Ernährungsexperte zur Abnehmpille Wegovy: „Einfach schlucken und schlank werden klappt nicht”
Ab 1. September 2026 bringt das Unternehmen Novo Nordisk erstmals eine Tablette zur Gewichtsregulierung in Deutschland auf den Markt. Ihr Name: Wegovy. Bislang gab es den darin enthaltenen Wirkstoff Semaglutid nur als sogenannte „Abnehmspritze“. Nun heißt es: keine Nadel, einfach schlucken. Doch wer hofft, damit ließe sich das Abnehmen „nebenbei“ erledigen im Sinne von „einfach eine Pille schlucken und schnell schlank werden“, der irrt.
Uwe Knop ist evidenzbasierter Ernährungswissenschaftler, der fundierte Orientierung für selbstbestimmte Ernährungsentscheidungen bietet. Er ist Teil unseres EXPERTS Circle .
Zugelassen ist sie für Erwachsene mit einem BMI ab 30 oder ab 27 bei mindestens einer gewichtsbedingten Begleiterkrankung wie Bluthochdruck, Fettstoffwechselstörung, Schlafapnoe oder Typ-2-Diabetes.
Sie wird als Ergänzung (!) zu einer kalorienreduzierten Ernährung und mehr körperlicher Aktivität eingesetzt.
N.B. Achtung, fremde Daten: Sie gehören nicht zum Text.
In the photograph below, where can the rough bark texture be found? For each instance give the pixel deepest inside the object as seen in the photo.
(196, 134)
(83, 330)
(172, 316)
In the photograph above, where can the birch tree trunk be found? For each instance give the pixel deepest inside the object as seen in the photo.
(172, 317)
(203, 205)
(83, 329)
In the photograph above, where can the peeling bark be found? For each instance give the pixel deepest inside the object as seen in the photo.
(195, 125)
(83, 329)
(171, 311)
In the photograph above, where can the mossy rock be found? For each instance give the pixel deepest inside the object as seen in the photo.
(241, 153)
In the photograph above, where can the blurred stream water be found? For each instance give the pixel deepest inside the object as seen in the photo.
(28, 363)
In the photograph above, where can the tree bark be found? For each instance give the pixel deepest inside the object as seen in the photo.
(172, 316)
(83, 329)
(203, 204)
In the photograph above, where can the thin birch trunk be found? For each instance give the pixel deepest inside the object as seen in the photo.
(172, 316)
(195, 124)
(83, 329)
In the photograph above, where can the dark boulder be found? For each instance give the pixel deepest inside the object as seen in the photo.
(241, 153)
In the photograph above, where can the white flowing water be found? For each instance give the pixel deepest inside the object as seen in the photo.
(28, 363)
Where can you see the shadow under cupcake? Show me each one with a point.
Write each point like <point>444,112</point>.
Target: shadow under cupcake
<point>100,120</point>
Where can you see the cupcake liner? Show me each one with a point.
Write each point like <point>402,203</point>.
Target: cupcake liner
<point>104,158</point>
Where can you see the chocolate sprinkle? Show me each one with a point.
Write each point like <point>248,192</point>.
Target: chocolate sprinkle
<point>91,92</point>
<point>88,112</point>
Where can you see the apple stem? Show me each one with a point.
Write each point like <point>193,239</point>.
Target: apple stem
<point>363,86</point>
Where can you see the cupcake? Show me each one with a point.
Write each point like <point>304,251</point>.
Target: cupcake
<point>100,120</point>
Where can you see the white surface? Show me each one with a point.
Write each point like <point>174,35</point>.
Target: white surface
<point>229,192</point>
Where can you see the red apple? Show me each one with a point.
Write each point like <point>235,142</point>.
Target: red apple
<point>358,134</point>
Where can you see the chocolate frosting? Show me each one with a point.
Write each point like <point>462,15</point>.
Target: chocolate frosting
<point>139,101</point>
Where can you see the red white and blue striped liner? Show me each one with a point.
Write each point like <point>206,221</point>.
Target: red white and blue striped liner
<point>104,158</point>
In der Zulassungsstudie verloren die Teilnehmenden nach 64 Wochen im Schnitt 13,6 Prozent ihres Körpergewichts, unter Placebo waren es 2,2 Prozent. Einen direkten Vergleich mit der Wegovy-Spritze gab es in dieser Studie nicht.
Die Erhaltungsdosis der Tablette liegt bei 25 mg täglich. Semaglutid wird über den Magen-Darm-Trakt nur begrenzt aufgenommen; daher unterstützt ein Hilfsstoff (SNAC) die Aufnahme. Für Typ-2-Diabetes gibt es orales Semaglutid bereits länger. Hier liegen die üblichen Erhaltungsdosen je nach Formulierung bei 4 bis 14 Milligramm täglich.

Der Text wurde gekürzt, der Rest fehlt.